For space scientists analyzing vast datasets from increasingly powerful space instrumentation, big data has become a significant challenge. To address this, a team from the Southwest Research Institute created a machine learning tool that efficiently labels large, complex datasets, allowing deep learning models to sift through and identify potentially hazardous solar events. The new labelling tool can be used or adapted to solve other problems involving large datasets.
Scientists are finding it more difficult to process and analyse relevant trends as space instrument packages collect increasingly complex data in ever-increasing volumes. Machine learning (ML) is becoming an important tool for processing large complex datasets, in which algorithms learn from existing data to make decisions or predictions that can factor in more information at the same time than humans. However, in order to use ML techniques, humans must first label all of the data, which is often a monumental task.
“Labeling data with meaningful annotations is a critical step in supervised machine learning. Labeling datasets, on the other hand, is tedious and time consuming “Dr.Subhamoy Chatterjee, a postdoctoral researcher at SwRI who specialises in solar astronomy and instrumentation and is the lead author of a paper about these findings published in the journal Nature Astronomy, said “New research demonstrates how convolutional neural networks (CNNs) trained on crudely labelled astronomical videos can be used to improve data labelling quality and breadth while reducing the need for human intervention.”
Deep learning techniques, by extracting and learning complex patterns, can automate the processing and interpretation of large amounts of complex data. The SwRI team used solar magnetic field videos to identify areas on the solar surface where strong, complex magnetic fields emerge, which are the main precursors of space weather events.

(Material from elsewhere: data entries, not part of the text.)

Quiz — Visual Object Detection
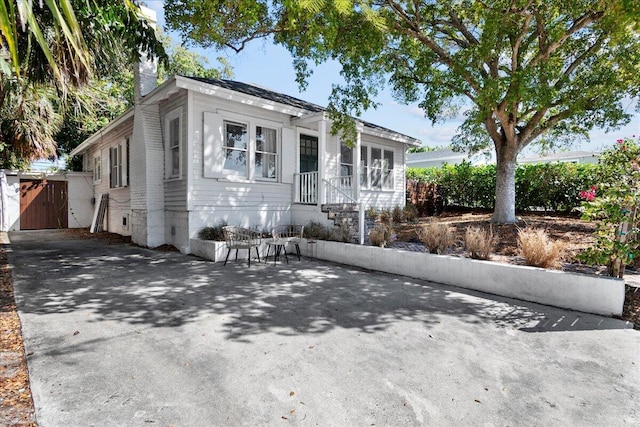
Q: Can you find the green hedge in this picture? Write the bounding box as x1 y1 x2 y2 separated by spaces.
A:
407 161 599 213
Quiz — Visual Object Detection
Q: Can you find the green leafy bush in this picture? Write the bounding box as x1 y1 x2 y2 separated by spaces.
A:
407 162 598 213
578 137 640 278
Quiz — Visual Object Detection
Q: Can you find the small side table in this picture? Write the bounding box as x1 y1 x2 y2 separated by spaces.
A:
264 238 289 265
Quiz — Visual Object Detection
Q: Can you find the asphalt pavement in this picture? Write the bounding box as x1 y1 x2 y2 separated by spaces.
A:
7 230 640 426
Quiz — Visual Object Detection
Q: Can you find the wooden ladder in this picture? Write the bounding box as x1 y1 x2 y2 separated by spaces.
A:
90 194 109 233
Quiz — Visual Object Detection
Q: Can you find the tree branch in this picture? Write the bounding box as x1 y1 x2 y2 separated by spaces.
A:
385 0 482 94
529 10 604 67
553 38 603 90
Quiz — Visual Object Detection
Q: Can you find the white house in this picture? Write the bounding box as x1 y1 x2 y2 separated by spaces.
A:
517 150 600 164
406 148 493 168
70 75 420 252
407 148 599 168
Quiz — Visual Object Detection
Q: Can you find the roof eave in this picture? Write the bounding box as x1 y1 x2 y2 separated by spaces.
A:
360 125 421 146
69 108 135 156
175 76 312 117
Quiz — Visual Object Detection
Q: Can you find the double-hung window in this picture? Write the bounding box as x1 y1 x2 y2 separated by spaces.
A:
223 121 248 175
109 138 128 189
340 142 353 177
255 126 278 180
383 150 394 190
93 155 101 183
360 146 368 187
361 144 395 190
222 120 278 181
202 111 280 181
165 108 182 179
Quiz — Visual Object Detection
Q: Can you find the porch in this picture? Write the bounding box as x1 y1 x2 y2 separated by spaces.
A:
293 172 365 244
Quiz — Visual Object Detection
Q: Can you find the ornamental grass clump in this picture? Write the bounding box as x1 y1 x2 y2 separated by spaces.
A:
417 221 453 254
369 224 394 247
517 228 566 269
464 226 494 260
197 220 228 241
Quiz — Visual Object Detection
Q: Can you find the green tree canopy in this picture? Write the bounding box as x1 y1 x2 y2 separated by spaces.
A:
58 35 233 171
166 0 640 222
0 0 165 167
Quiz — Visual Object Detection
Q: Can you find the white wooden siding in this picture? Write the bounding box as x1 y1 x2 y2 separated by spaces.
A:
84 119 133 235
159 91 188 211
189 92 295 237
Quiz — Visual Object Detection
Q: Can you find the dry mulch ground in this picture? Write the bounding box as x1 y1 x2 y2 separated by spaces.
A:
1 221 639 423
395 210 640 327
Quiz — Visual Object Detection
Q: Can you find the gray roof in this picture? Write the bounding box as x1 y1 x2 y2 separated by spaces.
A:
187 77 326 113
185 77 420 143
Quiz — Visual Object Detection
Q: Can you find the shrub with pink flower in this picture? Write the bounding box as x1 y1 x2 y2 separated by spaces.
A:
579 186 597 201
579 136 640 278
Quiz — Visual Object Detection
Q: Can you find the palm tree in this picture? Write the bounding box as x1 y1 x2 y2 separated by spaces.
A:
0 0 164 166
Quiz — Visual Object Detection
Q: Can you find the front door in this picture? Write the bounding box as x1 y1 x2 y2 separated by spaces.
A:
299 134 319 203
299 134 318 173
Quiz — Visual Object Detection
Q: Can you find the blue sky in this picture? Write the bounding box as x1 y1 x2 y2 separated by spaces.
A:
147 1 639 154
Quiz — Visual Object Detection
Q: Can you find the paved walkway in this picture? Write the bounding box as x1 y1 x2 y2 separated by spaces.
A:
7 230 640 426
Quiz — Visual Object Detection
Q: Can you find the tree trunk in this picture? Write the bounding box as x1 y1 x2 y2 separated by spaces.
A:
492 145 518 223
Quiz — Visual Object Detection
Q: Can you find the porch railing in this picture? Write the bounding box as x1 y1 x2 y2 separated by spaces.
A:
325 175 355 204
323 176 365 245
294 171 318 204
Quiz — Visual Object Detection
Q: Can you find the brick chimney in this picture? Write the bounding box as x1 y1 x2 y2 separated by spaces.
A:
133 5 158 100
130 5 165 248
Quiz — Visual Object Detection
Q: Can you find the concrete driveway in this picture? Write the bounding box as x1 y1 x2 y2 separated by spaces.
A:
8 230 640 426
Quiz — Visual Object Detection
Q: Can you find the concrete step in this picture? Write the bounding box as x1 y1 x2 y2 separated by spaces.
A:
321 203 359 213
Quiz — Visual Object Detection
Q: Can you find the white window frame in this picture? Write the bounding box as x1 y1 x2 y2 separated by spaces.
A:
164 107 182 180
93 154 101 184
254 125 279 181
109 140 128 189
109 145 122 188
360 144 395 191
222 119 250 178
383 149 395 190
217 111 281 182
340 141 354 177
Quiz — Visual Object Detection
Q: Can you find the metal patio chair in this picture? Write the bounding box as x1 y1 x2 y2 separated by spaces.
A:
222 226 262 267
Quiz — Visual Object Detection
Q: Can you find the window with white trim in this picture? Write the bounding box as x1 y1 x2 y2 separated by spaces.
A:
360 145 368 187
110 145 122 188
164 108 182 179
109 139 128 188
340 142 353 177
255 126 278 180
202 111 281 181
223 121 248 175
383 149 394 190
93 155 101 183
361 145 395 190
222 120 279 180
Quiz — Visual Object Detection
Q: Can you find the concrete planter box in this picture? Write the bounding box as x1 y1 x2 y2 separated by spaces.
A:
190 238 272 263
300 239 625 317
190 239 228 262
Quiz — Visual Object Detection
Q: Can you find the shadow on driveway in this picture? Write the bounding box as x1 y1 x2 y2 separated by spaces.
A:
7 230 640 426
7 231 631 337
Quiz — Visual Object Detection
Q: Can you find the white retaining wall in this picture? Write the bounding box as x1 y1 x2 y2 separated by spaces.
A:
299 239 625 316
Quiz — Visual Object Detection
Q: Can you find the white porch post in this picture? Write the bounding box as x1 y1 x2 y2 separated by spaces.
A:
355 127 362 202
318 117 327 205
355 125 364 244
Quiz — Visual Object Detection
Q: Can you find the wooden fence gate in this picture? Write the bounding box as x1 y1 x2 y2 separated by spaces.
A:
19 179 68 230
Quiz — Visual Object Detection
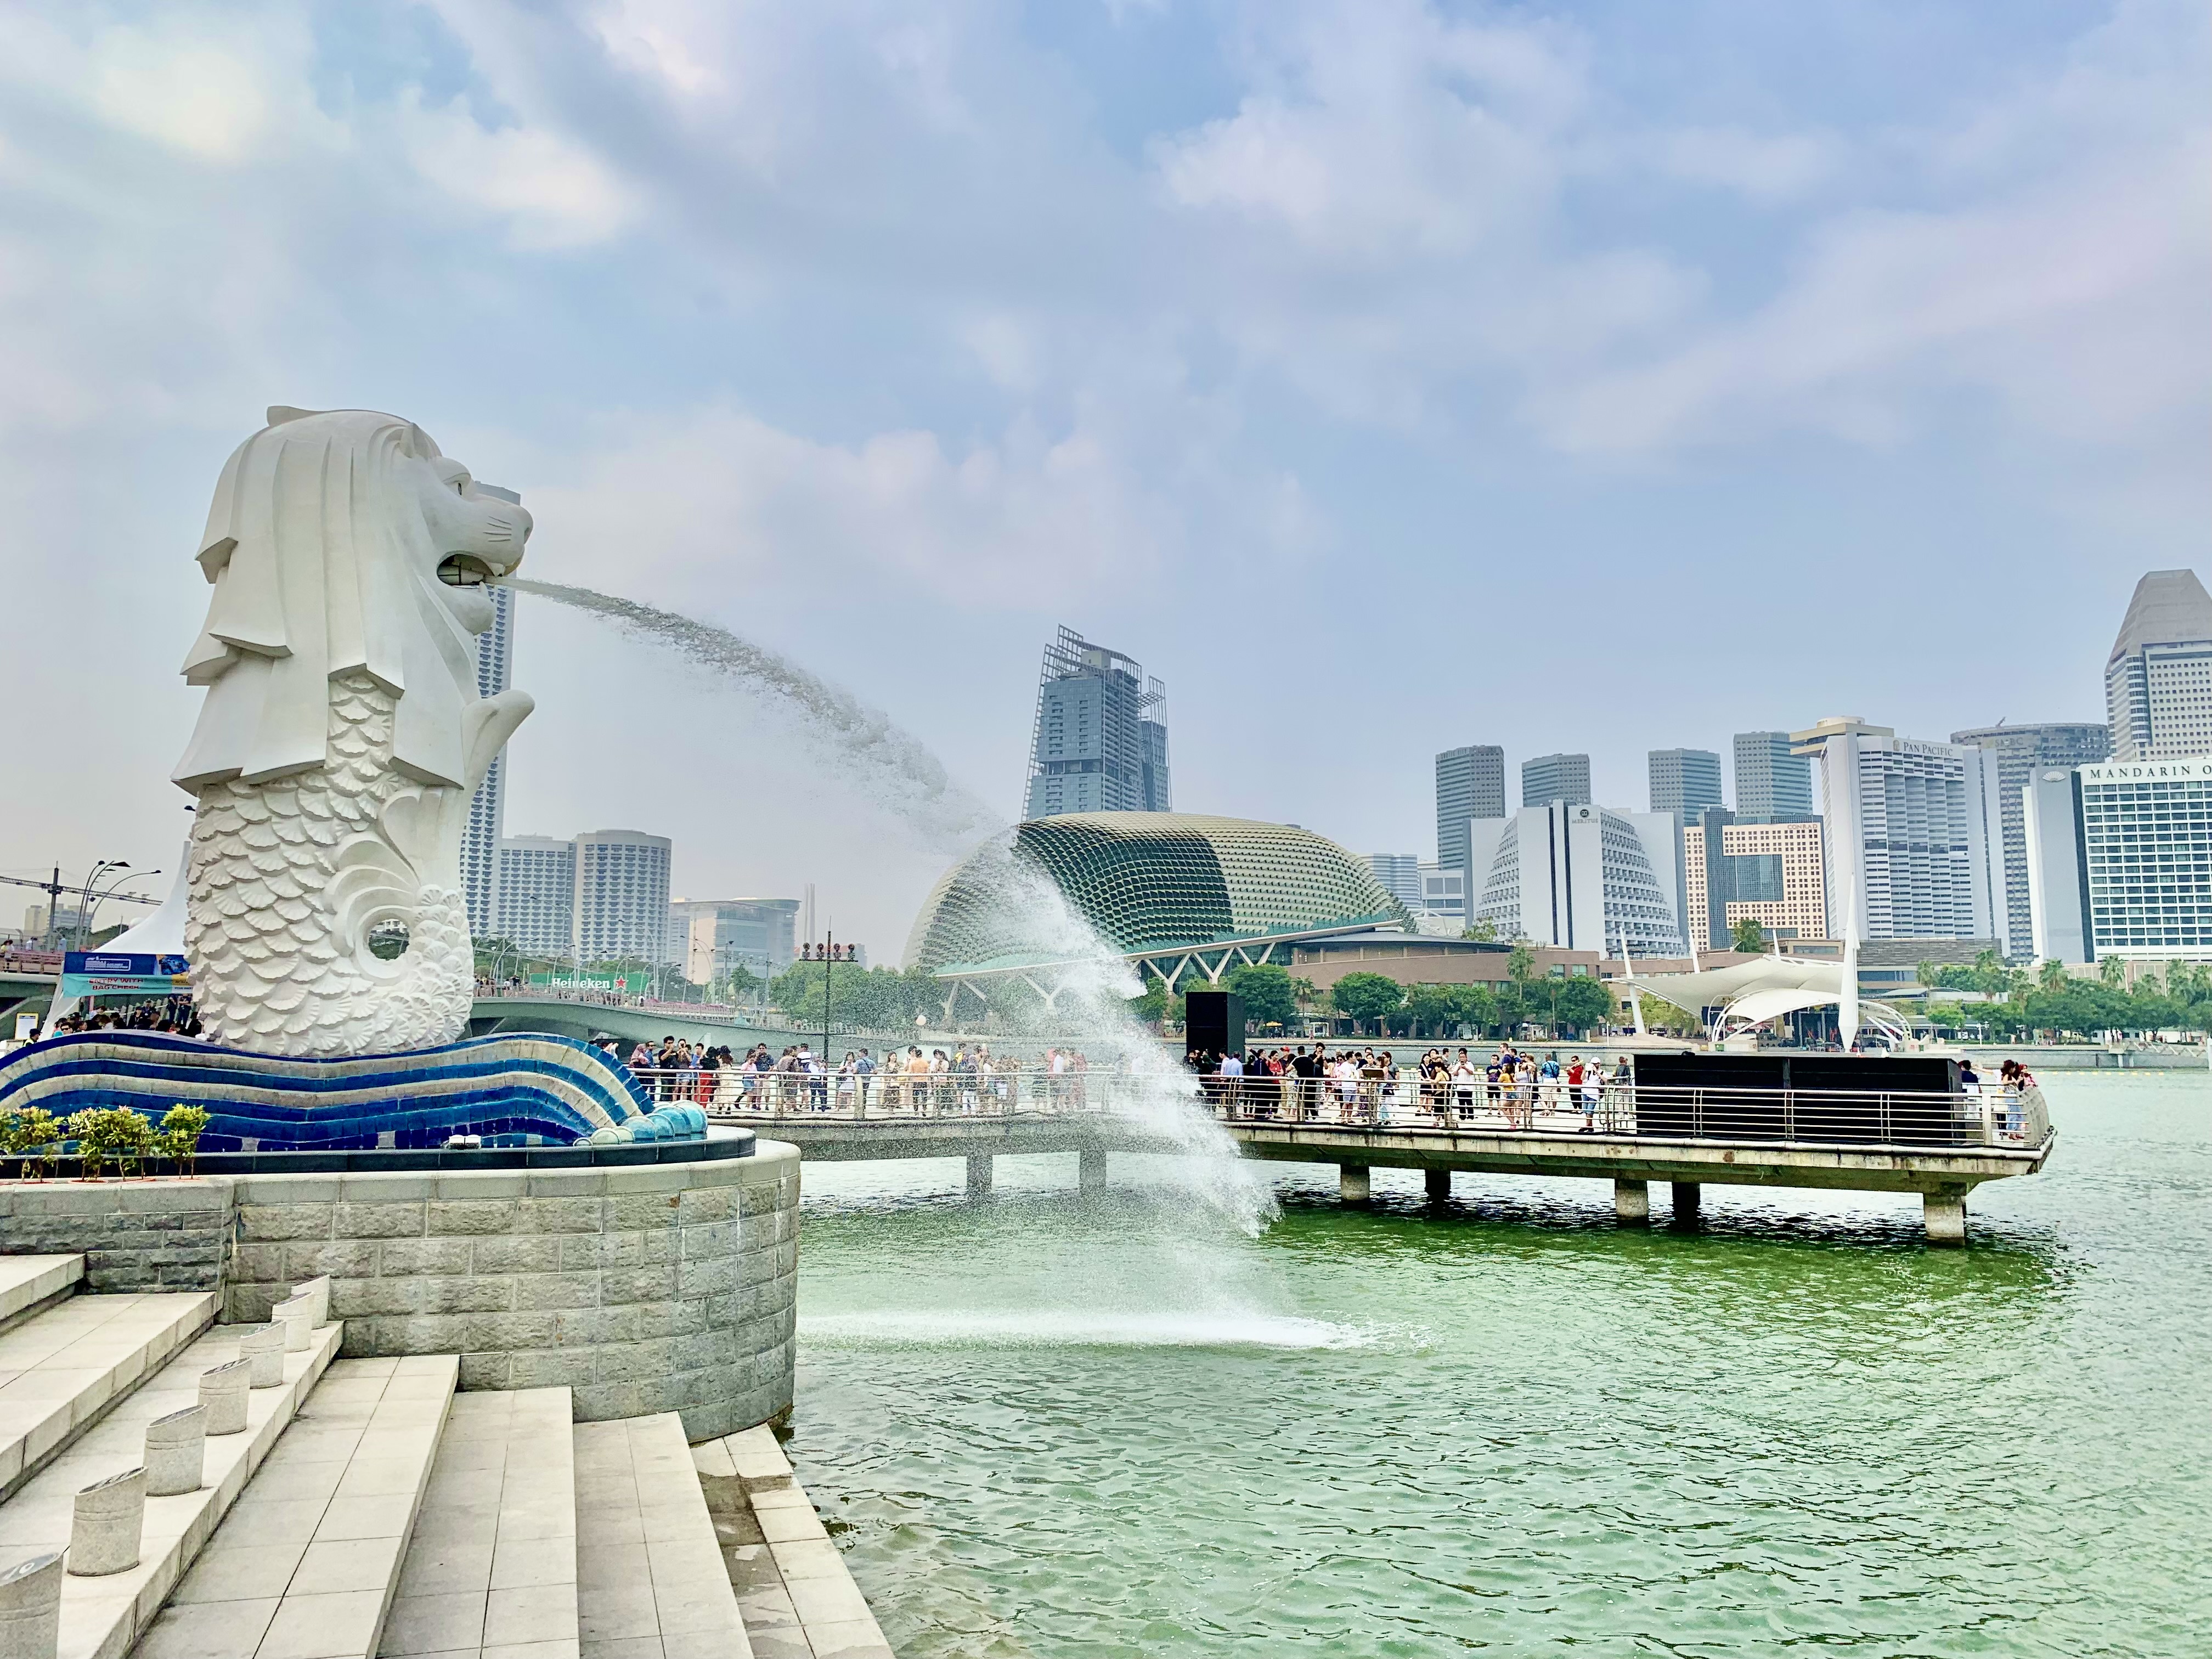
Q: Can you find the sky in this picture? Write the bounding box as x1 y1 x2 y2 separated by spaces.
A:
2 0 2206 955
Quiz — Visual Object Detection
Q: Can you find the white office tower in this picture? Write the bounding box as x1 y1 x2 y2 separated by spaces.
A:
494 836 577 961
2027 757 2212 963
1790 718 2006 949
460 583 515 939
1360 854 1423 913
2105 569 2212 760
572 831 673 966
1465 804 1685 958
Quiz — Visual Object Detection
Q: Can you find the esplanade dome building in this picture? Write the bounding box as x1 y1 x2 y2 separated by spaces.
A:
905 812 1413 976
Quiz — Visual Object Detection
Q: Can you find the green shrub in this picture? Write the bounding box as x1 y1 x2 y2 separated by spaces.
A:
154 1105 212 1175
64 1108 154 1180
1 1107 61 1177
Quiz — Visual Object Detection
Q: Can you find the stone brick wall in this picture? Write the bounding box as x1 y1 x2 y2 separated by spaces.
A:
0 1143 799 1440
0 1179 235 1292
224 1146 799 1440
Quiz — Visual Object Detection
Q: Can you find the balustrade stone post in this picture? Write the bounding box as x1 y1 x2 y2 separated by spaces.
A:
0 1551 63 1659
144 1404 207 1497
291 1276 331 1328
67 1468 146 1576
199 1358 252 1435
240 1323 286 1387
271 1297 312 1352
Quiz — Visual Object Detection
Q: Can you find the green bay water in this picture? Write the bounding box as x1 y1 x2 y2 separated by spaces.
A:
782 1073 2209 1656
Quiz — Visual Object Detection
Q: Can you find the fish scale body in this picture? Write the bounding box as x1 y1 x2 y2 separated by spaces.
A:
186 671 473 1056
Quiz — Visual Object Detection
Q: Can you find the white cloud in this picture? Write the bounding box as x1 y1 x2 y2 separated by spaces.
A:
397 94 638 250
515 405 1183 606
89 34 274 162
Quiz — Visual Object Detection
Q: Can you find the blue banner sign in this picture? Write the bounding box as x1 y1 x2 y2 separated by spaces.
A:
60 952 191 998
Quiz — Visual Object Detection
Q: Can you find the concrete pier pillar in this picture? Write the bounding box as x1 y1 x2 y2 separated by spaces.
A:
1669 1182 1702 1226
1340 1165 1371 1204
1078 1149 1107 1193
1923 1189 1968 1246
965 1154 993 1199
1424 1168 1451 1203
1614 1179 1650 1224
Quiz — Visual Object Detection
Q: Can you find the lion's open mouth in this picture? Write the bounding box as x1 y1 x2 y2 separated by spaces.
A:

“We trained CNNs with crude labels, manually verifying only our disagreements with the machine,” explained co-author Dr. Andrés Muoz-Jaramillo, a SwRI solar physicist with machine learning expertise. “The algorithm was then retrained with the corrected data, and the process was repeated until we were all in agreement. While most flux emergence labelling is done by hand, this iterative interaction between the human and the ML algorithm reduces manual verification by 50 percent”.
Iterative labelling approaches, such as active learning, can save significant time, lowering the cost of preparing big data for ML. SwRI scientists also used the trained ML algorithm to provide an even richer and more useful database by gradually masking the videos and looking for the moment when the ML algorithm changes its classification.
“We developed an end-to-end, deep-learning approach for classifying videos of magnetic patch evolution without explicitly supplying segmented images, tracking algorithms, or other handcrafted features,” said SwRI co-author Dr. Derek Lamb, who specializes in the evolution of magnetic fields on the Sun’s surface. “This database will be essential in the development of new methodologies for forecasting the emergence of complex regions conducive to space weather events, potentially increasing the amount of time we have to prepare for space weather.”